天網恢々

ピクリン酸

1

 体育大会は中止にならなかった。連日降り続いている雨は今日も衰える気配がなかったが、すでに体育大会は二回延期されている。もう今日しか日がないのだそうだ。勿論、ぬかるんだグラウンドでは走れないから、プログラムを改変して体育館で行われる。そんな日に、私はTシャツを忘れてしまった。

 ただのTシャツなら忘れたところでなんの支障もない。しかしクラスで作ったお揃いのTシャツとなれば話は別だ。誰かが忘れたら全員着られなくなる。学校側が設けた無意味とも思える制約だった。今から家に戻って間に合うだろうか。まだ始業まで三十分あるとはいえ、片道で四十五分、往復で一時間半はかかるだろう。家には誰もいないだろうし、持ってきてもらうこともできない。

 頭の中で様々な策を考えるけれど、どの策も時間的隔たりもしくは距離的隔たりをなくすことができない。この体育大会で、私たち一年C組がTシャツを着ることは不可能だ。そうなれば私はどうなるだろうか。迷惑をかけるのはたかが四十人、されど40人である。今の私が取りうる策は一つだけだった。
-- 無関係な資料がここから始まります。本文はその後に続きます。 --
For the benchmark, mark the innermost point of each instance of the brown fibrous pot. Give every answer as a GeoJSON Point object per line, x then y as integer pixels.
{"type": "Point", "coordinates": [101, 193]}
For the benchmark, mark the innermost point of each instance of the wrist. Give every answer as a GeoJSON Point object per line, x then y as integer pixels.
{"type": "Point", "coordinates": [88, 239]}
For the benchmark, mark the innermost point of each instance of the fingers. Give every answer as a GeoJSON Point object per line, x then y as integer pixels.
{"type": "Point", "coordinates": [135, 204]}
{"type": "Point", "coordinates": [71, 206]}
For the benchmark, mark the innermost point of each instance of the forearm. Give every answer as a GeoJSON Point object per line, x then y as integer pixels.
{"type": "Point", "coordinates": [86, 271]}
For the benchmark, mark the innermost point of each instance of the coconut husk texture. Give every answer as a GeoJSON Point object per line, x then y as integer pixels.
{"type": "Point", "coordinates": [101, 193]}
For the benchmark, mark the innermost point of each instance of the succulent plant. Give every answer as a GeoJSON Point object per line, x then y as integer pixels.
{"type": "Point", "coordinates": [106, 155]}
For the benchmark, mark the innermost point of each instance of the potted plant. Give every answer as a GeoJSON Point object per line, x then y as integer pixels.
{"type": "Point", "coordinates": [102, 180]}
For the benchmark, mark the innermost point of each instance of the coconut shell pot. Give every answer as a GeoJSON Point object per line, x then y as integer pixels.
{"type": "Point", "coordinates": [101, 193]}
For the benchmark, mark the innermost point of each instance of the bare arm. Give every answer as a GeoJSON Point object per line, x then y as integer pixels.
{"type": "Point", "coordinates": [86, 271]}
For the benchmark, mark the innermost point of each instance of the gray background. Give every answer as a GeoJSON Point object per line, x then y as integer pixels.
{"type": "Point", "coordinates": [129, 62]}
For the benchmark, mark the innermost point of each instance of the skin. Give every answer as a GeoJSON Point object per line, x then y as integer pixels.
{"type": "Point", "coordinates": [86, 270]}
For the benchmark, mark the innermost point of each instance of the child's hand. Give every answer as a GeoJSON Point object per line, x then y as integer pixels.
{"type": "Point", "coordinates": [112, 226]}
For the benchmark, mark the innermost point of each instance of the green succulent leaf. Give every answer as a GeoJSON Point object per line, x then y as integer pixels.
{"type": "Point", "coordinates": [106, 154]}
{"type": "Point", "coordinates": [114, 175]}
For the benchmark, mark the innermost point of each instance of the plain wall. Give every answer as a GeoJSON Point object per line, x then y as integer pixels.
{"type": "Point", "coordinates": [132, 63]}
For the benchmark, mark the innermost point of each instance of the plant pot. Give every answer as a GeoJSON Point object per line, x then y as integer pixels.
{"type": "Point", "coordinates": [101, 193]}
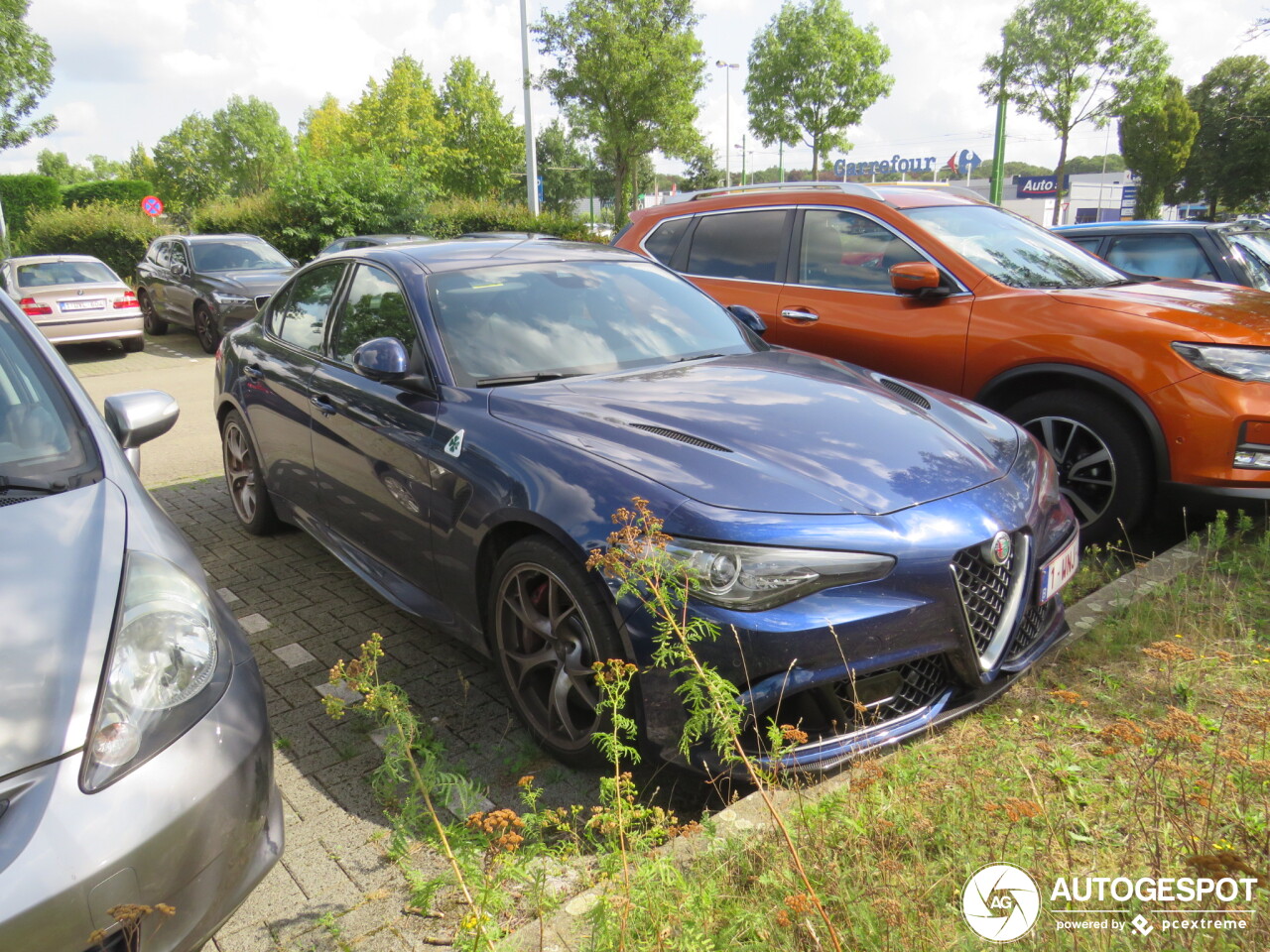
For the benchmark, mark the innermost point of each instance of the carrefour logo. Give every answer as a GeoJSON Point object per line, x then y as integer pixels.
{"type": "Point", "coordinates": [1001, 902]}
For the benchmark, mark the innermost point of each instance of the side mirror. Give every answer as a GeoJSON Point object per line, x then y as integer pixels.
{"type": "Point", "coordinates": [749, 317]}
{"type": "Point", "coordinates": [382, 359]}
{"type": "Point", "coordinates": [920, 280]}
{"type": "Point", "coordinates": [137, 417]}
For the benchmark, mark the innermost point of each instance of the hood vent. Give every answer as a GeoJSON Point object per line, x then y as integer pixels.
{"type": "Point", "coordinates": [911, 395]}
{"type": "Point", "coordinates": [683, 436]}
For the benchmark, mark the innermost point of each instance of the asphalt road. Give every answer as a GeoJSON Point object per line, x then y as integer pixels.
{"type": "Point", "coordinates": [176, 365]}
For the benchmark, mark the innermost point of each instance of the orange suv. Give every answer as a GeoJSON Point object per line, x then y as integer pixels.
{"type": "Point", "coordinates": [1134, 385]}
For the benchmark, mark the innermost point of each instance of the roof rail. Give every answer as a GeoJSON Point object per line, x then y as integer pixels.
{"type": "Point", "coordinates": [848, 188]}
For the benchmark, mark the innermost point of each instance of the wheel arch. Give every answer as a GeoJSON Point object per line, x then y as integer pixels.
{"type": "Point", "coordinates": [1007, 389]}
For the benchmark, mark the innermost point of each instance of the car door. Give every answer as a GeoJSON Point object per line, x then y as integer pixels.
{"type": "Point", "coordinates": [277, 363]}
{"type": "Point", "coordinates": [838, 301]}
{"type": "Point", "coordinates": [371, 439]}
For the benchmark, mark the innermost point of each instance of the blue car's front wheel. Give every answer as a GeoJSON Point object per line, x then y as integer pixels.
{"type": "Point", "coordinates": [549, 625]}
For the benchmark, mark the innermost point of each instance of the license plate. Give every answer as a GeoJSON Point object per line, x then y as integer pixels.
{"type": "Point", "coordinates": [93, 303]}
{"type": "Point", "coordinates": [1060, 570]}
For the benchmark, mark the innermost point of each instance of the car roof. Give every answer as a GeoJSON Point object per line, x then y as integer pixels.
{"type": "Point", "coordinates": [457, 254]}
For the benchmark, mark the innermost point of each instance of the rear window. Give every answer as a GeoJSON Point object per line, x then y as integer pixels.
{"type": "Point", "coordinates": [48, 273]}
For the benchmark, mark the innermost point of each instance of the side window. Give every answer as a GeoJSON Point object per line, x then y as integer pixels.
{"type": "Point", "coordinates": [373, 307]}
{"type": "Point", "coordinates": [849, 252]}
{"type": "Point", "coordinates": [744, 245]}
{"type": "Point", "coordinates": [300, 316]}
{"type": "Point", "coordinates": [666, 238]}
{"type": "Point", "coordinates": [1160, 257]}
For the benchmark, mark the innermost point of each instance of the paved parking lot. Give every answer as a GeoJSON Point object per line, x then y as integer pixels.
{"type": "Point", "coordinates": [303, 612]}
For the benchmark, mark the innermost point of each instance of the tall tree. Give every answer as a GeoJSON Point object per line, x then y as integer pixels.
{"type": "Point", "coordinates": [26, 76]}
{"type": "Point", "coordinates": [566, 169]}
{"type": "Point", "coordinates": [250, 144]}
{"type": "Point", "coordinates": [627, 73]}
{"type": "Point", "coordinates": [1229, 162]}
{"type": "Point", "coordinates": [484, 145]}
{"type": "Point", "coordinates": [1074, 61]}
{"type": "Point", "coordinates": [1156, 141]}
{"type": "Point", "coordinates": [812, 75]}
{"type": "Point", "coordinates": [187, 168]}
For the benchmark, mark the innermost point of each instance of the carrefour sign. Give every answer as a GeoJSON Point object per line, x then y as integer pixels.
{"type": "Point", "coordinates": [962, 163]}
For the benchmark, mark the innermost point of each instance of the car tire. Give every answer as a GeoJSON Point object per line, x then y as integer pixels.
{"type": "Point", "coordinates": [547, 661]}
{"type": "Point", "coordinates": [1103, 462]}
{"type": "Point", "coordinates": [206, 329]}
{"type": "Point", "coordinates": [243, 477]}
{"type": "Point", "coordinates": [150, 318]}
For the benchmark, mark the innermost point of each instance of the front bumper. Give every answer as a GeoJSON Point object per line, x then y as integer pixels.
{"type": "Point", "coordinates": [194, 828]}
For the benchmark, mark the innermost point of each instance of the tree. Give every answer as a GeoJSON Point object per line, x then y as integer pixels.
{"type": "Point", "coordinates": [1156, 141]}
{"type": "Point", "coordinates": [1074, 61]}
{"type": "Point", "coordinates": [484, 145]}
{"type": "Point", "coordinates": [812, 75]}
{"type": "Point", "coordinates": [250, 144]}
{"type": "Point", "coordinates": [187, 168]}
{"type": "Point", "coordinates": [26, 76]}
{"type": "Point", "coordinates": [566, 169]}
{"type": "Point", "coordinates": [1229, 160]}
{"type": "Point", "coordinates": [627, 73]}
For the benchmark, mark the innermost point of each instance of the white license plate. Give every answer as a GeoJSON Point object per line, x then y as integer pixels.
{"type": "Point", "coordinates": [1060, 570]}
{"type": "Point", "coordinates": [93, 303]}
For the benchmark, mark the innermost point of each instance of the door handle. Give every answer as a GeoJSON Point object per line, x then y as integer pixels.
{"type": "Point", "coordinates": [797, 313]}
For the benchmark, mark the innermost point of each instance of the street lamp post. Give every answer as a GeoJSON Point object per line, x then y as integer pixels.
{"type": "Point", "coordinates": [726, 116]}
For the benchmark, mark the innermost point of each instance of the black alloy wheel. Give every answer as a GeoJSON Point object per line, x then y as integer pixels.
{"type": "Point", "coordinates": [549, 624]}
{"type": "Point", "coordinates": [243, 476]}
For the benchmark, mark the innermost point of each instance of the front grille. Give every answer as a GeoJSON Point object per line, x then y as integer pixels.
{"type": "Point", "coordinates": [898, 389]}
{"type": "Point", "coordinates": [683, 436]}
{"type": "Point", "coordinates": [989, 595]}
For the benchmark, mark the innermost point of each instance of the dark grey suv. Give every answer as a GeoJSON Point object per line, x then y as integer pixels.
{"type": "Point", "coordinates": [207, 282]}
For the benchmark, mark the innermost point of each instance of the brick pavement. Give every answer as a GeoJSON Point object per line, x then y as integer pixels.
{"type": "Point", "coordinates": [303, 612]}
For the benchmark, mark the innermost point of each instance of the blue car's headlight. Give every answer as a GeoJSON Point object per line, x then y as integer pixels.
{"type": "Point", "coordinates": [751, 578]}
{"type": "Point", "coordinates": [167, 667]}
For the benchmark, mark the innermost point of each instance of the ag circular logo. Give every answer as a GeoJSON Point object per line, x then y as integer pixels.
{"type": "Point", "coordinates": [1001, 902]}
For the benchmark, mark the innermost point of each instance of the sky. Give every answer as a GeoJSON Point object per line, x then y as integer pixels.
{"type": "Point", "coordinates": [127, 71]}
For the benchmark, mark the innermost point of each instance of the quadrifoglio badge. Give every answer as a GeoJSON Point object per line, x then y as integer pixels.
{"type": "Point", "coordinates": [1002, 902]}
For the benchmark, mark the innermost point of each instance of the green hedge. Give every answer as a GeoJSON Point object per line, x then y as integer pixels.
{"type": "Point", "coordinates": [121, 190]}
{"type": "Point", "coordinates": [24, 194]}
{"type": "Point", "coordinates": [117, 234]}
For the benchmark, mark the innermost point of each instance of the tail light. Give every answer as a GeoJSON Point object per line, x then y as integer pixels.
{"type": "Point", "coordinates": [32, 308]}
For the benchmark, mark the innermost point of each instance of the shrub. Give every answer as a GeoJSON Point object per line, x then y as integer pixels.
{"type": "Point", "coordinates": [117, 234]}
{"type": "Point", "coordinates": [24, 194]}
{"type": "Point", "coordinates": [121, 190]}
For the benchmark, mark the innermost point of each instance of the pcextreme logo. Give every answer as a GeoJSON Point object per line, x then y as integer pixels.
{"type": "Point", "coordinates": [1001, 902]}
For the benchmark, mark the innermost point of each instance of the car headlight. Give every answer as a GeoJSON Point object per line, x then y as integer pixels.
{"type": "Point", "coordinates": [751, 578]}
{"type": "Point", "coordinates": [231, 299]}
{"type": "Point", "coordinates": [1250, 363]}
{"type": "Point", "coordinates": [167, 667]}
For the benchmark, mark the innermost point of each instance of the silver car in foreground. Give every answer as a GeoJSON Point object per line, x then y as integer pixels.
{"type": "Point", "coordinates": [135, 749]}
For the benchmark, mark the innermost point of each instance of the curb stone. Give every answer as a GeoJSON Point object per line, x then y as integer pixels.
{"type": "Point", "coordinates": [570, 928]}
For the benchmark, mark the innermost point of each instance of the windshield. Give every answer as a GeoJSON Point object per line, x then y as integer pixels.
{"type": "Point", "coordinates": [41, 435]}
{"type": "Point", "coordinates": [49, 273]}
{"type": "Point", "coordinates": [561, 318]}
{"type": "Point", "coordinates": [1254, 249]}
{"type": "Point", "coordinates": [236, 255]}
{"type": "Point", "coordinates": [1014, 250]}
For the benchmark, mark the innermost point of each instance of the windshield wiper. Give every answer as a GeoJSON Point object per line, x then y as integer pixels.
{"type": "Point", "coordinates": [31, 485]}
{"type": "Point", "coordinates": [521, 379]}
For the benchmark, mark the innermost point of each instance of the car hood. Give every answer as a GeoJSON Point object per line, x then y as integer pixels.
{"type": "Point", "coordinates": [248, 284]}
{"type": "Point", "coordinates": [778, 431]}
{"type": "Point", "coordinates": [58, 597]}
{"type": "Point", "coordinates": [1224, 312]}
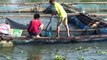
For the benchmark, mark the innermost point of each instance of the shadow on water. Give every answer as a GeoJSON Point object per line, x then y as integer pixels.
{"type": "Point", "coordinates": [71, 51]}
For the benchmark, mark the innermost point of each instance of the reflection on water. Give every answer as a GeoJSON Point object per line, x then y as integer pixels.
{"type": "Point", "coordinates": [97, 8]}
{"type": "Point", "coordinates": [14, 1]}
{"type": "Point", "coordinates": [75, 51]}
 不幸中の幸いとこの場合言っていいのかわからないが、幸いにも私は棒ヤスリを持っていた。美術の時間に使ったものだ。岡田と書かれた私のロッカー。その隣のロッカーを見る。確か惣田さんのロッカーだ。本を読んでいる姿しか見たことがないが、真面目で几帳面そうだから、Tシャツを持ってきてこのロッカーにしまっているだろう。取り付けられた南京錠も安物というほどではないが、ロッカーにかけるフックの部分はあまり太くない。ヤスリで削れば開けられるだろう。私は、ヤスリで錠を削り始めた。思ったより簡単に削れていく。金属の粉が舞い、スカートにかかる。あとで払っておかねば。

 南京錠を音が立たないようにゆっくり外す。

 そのとき、後ろから肩をたたかれた。